Kurdish Militia in Syria Likely to Join with Assad, Putin
US plans to depart as Ankara is seen preparing to clear border area of ‘terrorist’ forces
Kurdish forces in Syria will likely seek an alliance with Moscow and Damascus after the United States announced a looming Turkish incursion into Syria, analysts have told The Media Line.
A statement from the White House after President Donald Trump spoke with Turkish President Recep Tayyip Erdogan on Sunday night revealed that Turkey “will soon be moving forward.”
Ankara sees the Kurdish YPG militia in Syria as connected to the PKK, a Turkey-based Kurdish militia it has declared a terrorist organization. Both Washington and the European Union have also classified the PKK as a terrorist group.
Turkey has long complained about Washington’s alliance with Kurdish forces in northern Syria who have been integral in fighting against Islamic State. The Turks view them as a security threat and want them removed from the area close to the frontier.
The YPG, already weakened after the US got it to remove its defensive positions along the Syrian border, will be in search of an ally to replace the US in order to support its logistical needs. There are fears that with Kurdish forces now having to face an attack by Turkey without American help, ISIS could remerge.
Brett McGurk, the former US special envoy to the global coalition to defeat ISIS, tweeted after the US announcement that Turkey cannot and does not want to deal with tens of thousands of people detained in camps in Syria, where people are at risk of radicalization, something that would lead to a resurgent ISIS.
“Believing otherwise is a reckless gamble with our national security,” McGurk wrote.
Nicholas Danforth, a visiting fellow at the German Marshall Fund in Turkey, told The Media Line that the most likely result of the announcement is that the Kurdish forces will cut a deal with Syria’s Bashar al-Assad and his ally, Russia. This means, he said, that Kurdish forces will give up some autonomy to Assad, and territory to Turkey.
The White House statement added that the US would not support the Turkish operation and its forces would “no longer be in the immediate area.”

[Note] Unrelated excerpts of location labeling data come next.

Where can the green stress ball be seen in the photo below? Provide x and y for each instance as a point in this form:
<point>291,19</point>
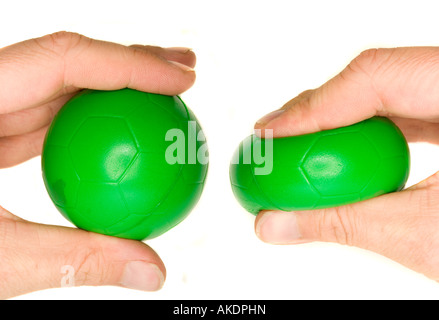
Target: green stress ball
<point>125,163</point>
<point>319,170</point>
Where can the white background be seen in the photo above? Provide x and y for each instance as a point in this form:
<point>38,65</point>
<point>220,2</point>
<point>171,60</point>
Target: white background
<point>253,56</point>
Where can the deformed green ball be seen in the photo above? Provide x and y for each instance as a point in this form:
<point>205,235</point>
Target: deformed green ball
<point>319,170</point>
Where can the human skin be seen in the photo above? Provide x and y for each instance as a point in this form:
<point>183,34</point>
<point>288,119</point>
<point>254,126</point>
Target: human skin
<point>399,83</point>
<point>37,78</point>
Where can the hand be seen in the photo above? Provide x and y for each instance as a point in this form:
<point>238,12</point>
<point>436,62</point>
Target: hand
<point>401,84</point>
<point>37,77</point>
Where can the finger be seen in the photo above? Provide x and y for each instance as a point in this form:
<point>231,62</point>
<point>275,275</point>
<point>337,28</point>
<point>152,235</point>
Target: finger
<point>17,149</point>
<point>178,54</point>
<point>36,69</point>
<point>387,82</point>
<point>401,226</point>
<point>29,120</point>
<point>418,130</point>
<point>37,257</point>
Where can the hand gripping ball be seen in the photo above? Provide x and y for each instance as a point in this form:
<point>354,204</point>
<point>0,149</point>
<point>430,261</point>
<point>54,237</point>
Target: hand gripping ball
<point>319,170</point>
<point>125,163</point>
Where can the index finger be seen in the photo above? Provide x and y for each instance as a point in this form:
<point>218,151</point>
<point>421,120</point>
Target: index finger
<point>37,70</point>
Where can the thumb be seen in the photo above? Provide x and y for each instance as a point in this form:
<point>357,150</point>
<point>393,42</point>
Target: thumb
<point>401,226</point>
<point>349,97</point>
<point>36,257</point>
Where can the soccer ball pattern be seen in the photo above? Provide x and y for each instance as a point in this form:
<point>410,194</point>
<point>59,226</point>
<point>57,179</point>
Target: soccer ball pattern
<point>104,163</point>
<point>323,169</point>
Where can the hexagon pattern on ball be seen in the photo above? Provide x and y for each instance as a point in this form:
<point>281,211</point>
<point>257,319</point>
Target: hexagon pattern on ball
<point>323,169</point>
<point>104,163</point>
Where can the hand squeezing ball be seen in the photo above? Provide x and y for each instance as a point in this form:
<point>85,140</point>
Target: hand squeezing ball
<point>121,162</point>
<point>319,170</point>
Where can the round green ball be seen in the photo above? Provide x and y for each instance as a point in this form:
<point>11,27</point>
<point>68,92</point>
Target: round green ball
<point>105,164</point>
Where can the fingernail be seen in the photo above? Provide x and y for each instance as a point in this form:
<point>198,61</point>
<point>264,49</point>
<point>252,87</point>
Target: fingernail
<point>269,117</point>
<point>181,66</point>
<point>278,228</point>
<point>141,275</point>
<point>179,49</point>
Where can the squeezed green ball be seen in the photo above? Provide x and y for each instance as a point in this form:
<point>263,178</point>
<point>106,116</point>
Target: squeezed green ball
<point>320,170</point>
<point>121,162</point>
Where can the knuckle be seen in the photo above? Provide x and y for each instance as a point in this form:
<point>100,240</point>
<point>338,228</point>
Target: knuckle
<point>88,265</point>
<point>59,42</point>
<point>338,225</point>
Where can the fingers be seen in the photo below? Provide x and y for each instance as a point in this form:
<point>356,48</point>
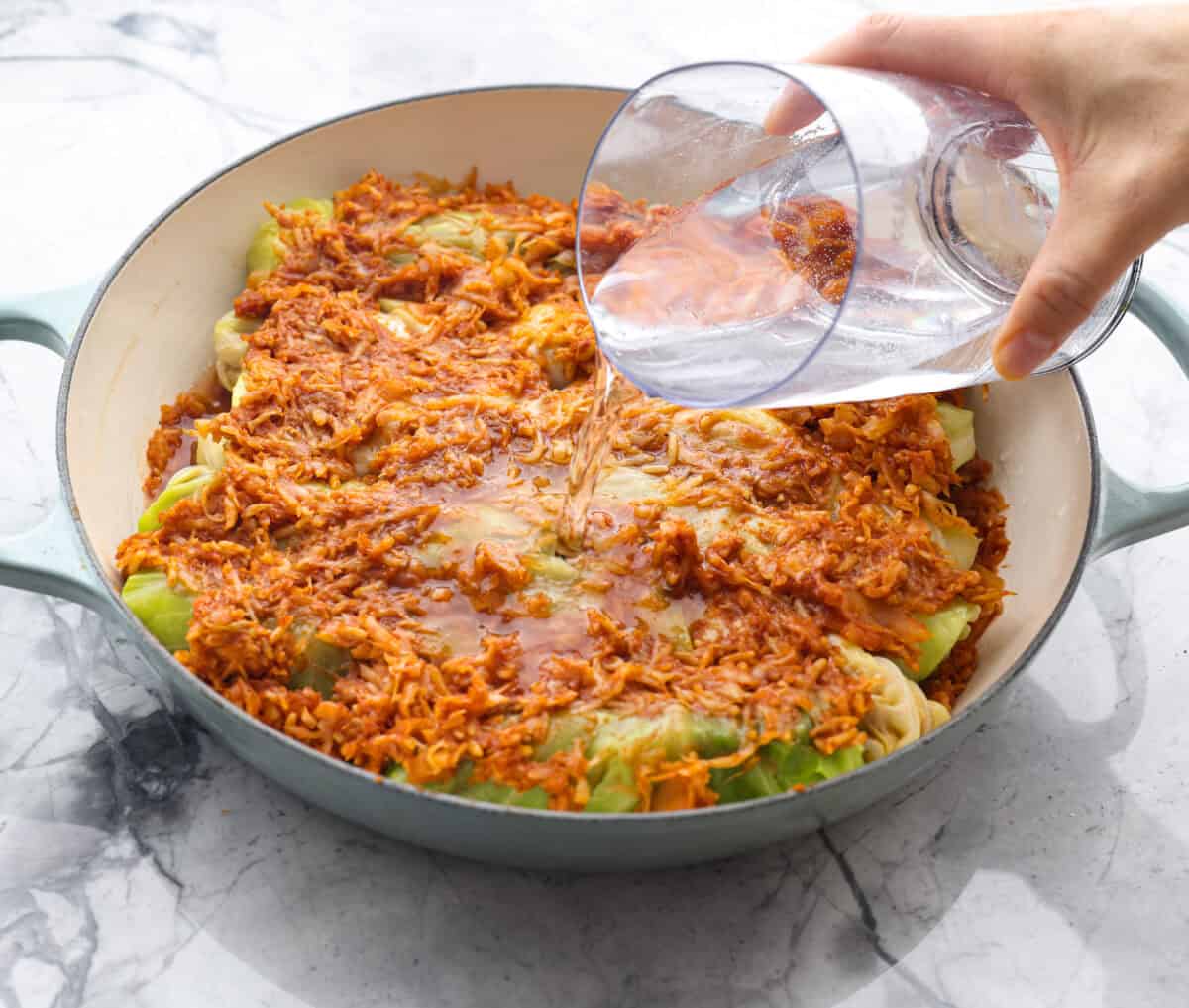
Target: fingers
<point>956,50</point>
<point>1089,246</point>
<point>968,52</point>
<point>795,108</point>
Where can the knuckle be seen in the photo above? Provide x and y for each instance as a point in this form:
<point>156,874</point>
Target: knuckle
<point>878,29</point>
<point>1065,292</point>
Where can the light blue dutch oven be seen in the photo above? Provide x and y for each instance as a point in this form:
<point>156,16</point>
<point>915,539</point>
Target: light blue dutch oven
<point>144,334</point>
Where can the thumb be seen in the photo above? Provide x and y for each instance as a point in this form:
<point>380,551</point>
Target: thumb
<point>1091,244</point>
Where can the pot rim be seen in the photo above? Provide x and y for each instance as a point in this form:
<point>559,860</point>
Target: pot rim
<point>158,654</point>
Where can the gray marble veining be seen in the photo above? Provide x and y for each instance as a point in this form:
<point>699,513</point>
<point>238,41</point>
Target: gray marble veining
<point>141,864</point>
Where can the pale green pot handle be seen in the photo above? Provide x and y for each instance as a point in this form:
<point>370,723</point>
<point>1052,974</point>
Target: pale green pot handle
<point>49,558</point>
<point>1128,511</point>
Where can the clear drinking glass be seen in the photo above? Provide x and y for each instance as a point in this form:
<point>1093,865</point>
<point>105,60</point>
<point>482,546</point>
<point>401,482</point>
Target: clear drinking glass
<point>872,251</point>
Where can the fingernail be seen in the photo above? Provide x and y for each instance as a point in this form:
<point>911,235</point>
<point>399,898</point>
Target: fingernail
<point>1023,353</point>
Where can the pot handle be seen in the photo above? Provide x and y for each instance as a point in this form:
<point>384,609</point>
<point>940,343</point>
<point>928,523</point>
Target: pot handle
<point>1130,512</point>
<point>48,558</point>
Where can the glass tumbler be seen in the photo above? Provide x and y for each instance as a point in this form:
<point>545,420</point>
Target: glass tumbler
<point>871,250</point>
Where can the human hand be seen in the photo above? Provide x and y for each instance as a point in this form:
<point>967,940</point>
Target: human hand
<point>1110,93</point>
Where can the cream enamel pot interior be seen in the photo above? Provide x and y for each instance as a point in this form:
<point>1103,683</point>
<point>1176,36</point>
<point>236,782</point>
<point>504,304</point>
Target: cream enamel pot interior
<point>147,335</point>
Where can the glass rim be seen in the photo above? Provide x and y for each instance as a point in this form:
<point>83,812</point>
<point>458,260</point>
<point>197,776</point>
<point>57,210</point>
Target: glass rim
<point>722,64</point>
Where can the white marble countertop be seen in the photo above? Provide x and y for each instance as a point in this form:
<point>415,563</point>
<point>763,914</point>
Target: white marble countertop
<point>141,864</point>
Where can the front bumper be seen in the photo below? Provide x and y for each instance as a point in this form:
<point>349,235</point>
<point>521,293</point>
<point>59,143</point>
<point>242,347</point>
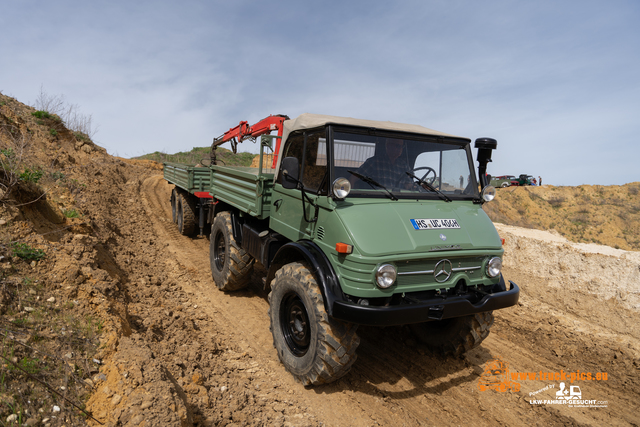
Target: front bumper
<point>423,311</point>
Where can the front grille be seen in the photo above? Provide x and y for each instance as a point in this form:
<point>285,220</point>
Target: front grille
<point>423,272</point>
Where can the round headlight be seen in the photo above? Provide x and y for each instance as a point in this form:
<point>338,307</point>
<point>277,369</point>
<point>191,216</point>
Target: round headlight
<point>385,276</point>
<point>488,193</point>
<point>341,188</point>
<point>494,266</point>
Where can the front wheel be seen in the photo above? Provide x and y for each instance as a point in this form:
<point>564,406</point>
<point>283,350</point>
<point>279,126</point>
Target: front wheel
<point>456,336</point>
<point>174,206</point>
<point>315,348</point>
<point>231,266</point>
<point>186,216</point>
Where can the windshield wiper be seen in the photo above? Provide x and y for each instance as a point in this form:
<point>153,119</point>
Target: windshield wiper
<point>428,186</point>
<point>373,183</point>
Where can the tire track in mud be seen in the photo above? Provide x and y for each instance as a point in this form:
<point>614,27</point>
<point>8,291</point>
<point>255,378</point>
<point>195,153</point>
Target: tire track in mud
<point>395,381</point>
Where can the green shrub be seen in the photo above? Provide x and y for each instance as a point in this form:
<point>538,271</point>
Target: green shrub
<point>71,213</point>
<point>41,114</point>
<point>31,175</point>
<point>26,252</point>
<point>57,175</point>
<point>8,153</point>
<point>81,136</point>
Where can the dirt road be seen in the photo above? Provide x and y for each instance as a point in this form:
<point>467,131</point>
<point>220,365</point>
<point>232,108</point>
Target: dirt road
<point>396,381</point>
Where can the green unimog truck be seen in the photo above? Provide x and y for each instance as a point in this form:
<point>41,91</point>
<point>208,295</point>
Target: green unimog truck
<point>356,222</point>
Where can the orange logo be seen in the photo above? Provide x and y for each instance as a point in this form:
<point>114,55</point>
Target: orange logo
<point>496,377</point>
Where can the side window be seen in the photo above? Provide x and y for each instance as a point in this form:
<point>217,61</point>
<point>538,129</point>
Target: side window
<point>315,162</point>
<point>293,148</point>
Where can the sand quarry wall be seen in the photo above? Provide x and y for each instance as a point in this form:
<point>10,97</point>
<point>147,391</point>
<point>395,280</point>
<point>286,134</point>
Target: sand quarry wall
<point>592,281</point>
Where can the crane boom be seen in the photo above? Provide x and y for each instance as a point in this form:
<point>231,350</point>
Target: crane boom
<point>243,131</point>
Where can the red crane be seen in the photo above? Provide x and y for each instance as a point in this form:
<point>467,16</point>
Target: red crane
<point>244,131</point>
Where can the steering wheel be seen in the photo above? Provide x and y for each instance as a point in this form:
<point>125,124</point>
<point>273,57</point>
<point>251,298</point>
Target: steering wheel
<point>430,175</point>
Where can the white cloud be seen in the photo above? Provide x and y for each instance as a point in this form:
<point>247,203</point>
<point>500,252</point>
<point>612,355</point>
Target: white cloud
<point>555,82</point>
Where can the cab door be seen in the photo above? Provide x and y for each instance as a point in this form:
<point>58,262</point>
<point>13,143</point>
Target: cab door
<point>287,215</point>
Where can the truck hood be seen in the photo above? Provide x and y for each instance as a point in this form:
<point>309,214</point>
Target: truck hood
<point>379,228</point>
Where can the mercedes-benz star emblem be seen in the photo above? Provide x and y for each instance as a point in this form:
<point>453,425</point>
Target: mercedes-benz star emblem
<point>443,269</point>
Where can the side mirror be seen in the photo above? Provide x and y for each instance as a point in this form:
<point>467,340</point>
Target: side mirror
<point>290,175</point>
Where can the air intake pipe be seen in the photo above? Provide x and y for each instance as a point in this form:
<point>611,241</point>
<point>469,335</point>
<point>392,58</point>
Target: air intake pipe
<point>485,146</point>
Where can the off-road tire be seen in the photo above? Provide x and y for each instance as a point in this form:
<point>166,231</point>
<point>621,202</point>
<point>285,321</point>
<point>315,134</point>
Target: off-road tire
<point>314,347</point>
<point>231,266</point>
<point>454,337</point>
<point>174,206</point>
<point>186,217</point>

The Reuters news agency cited a US official who said the initial withdrawal would be limited to an area close to the Turkish border.
“Russia and Iran will be excited to see the United States leave. They will be less excited about seeing Turkey come in,” Danforth stated.
Muzaffer Senel, an assistant professor of political science and international relations at Istanbul’s Şehir University, agreed that Kurdish forces would try to find a new alliance by going to Moscow and Tehran following a withdrawal of the US and an incursion by Turkey.
“The policy shift of Washington will most probably be welcomed by Russia and Iran,” Senel told The Media Line. “It’s a chance for them to take all of Syria under their control.”
Analysts state that Ankara’s most pressing fear is further attempts at self-rule for Kurdish groups within Turkey if Kurdish groups are allowed to develop an independent state within Syria.
“[It’s] a historical fear of disintegration… still very much alive in the minds of Turkish policy-makers,” Senel stated.
Danforth added that Assad, keen on regaining control over all of Syria, will likely put greater pressure on Turkey if it gains ground in the country. This could mean more Russian-backed attacks on northwestern Syria, including in Idlib province, where millions of displaced Syrians live and Turkey maintains observation posts.
A Turkish report of the Trump-Erdogan phone call issued before the White House released its statement said a safe zone was needed for “neutralizing the threat stemming from PKK-YPG terrorists.”
The report also stated that Turkey “will take all necessary precautions” to fight terrorism and that Erdogan “shared with President Trump his frustration over the US military and security bureaucracy’s failure to implement the agreement between their two nations.”
In August, Ankara and Washington came to a limited agreement over the establishment of a safe zone in northeastern Syria, but Turkey began to complain that the US was stalling over its implementation and threatened to go into Syria on its own.
Erdogan’s spokesperson, Ibrahim Kalin, tweeted on Monday that the safe zone would enable Syrians to return home.
A major defeat for Erdogan’s party in a June election for mayor of Istanbul was partly blamed on residents’ resentment toward the 3.6 million Syrian refugees living in Turkey.
The report on the phone conversation also stated that Turkey would be responsible for captured ISIS fighters that Kurdish forces in Syria are currently holding. Kalin tweeted that Turkey would not allow ISIS “to return in any shape or form.”
Senel, the Şehir University assistant professor, stated that Turkey would face major obstacles in unilaterally setting up a safe zone and dealing with ISIS fighters. The obstacles would include the financial costs, as Turkey is currently mired in an economic crisis.
“It will be difficult times for Turkey,” he said.
Danforth stated that Turkey would need to take steps to deal with captured ISIS fighters, although no one knows what those would need to be.
“For the United States, ISIS was the number one priority. For Turkey, ISIS is clearly not the number one priority,” he told The Media Line. “Inevitably, that’s going to be reflected in how consciously Turkey… carries out whatever responsibilities it undertakes for dealing with ISIS fighters in the region.”